Tumor-associated macrophage-derived CXCL8 could induce ERα suppression via HOXB13 in endometrial cancer.

PURPOSE: To elucidate the role of tumor-associated macrophage (TAM) in the loss of ERα in endometrial cancer (EC) and the underlying mechanism.

MATERIALS AND METHODS: Tissue microarrays and immunohistochemistry assays were performed using endometrial cancer tissue along with coculture, immunofluorescence, invasion assays and ChIP-qPCR using a human endometrial cancer cell line.
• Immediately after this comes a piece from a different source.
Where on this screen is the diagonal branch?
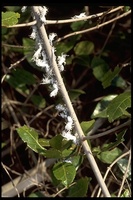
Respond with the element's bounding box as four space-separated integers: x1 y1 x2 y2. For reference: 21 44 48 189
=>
32 6 111 197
RESULTS: Compared with normal tissue, an increased number of TAM was found in EC tissue (34.0 ± 2.6 vs. 8.3 ± 1.1, respectively; p < 0.001), which may downregulate ERα (27.4%, p < 0.05 for HEC-1A and 16.9%, p < 0.05 for Ishikawa) and promote EC cell invasion (1.8-fold, p < 0.001 for HEC-1A and 2.0-fold, p < 0.001 for Ishikawa). Furthermore, we found that TAM-derived CXCL8 mediated the loss of ERα and cancer invasion via HOXB13. HOXB13 was highly expressed in the ERα-negative subtype (r = -0.204, p = 0.002) and low expression of ESR1 was associated with a poor prognosis for EC patients (log-rank p < 0.05).

CONCLUSION: TAM-secreted CXCL8 downregulated the ERα expression of EC cells via HOXB13, which may be associated with cancer invasion, metastasis and poor prognosis.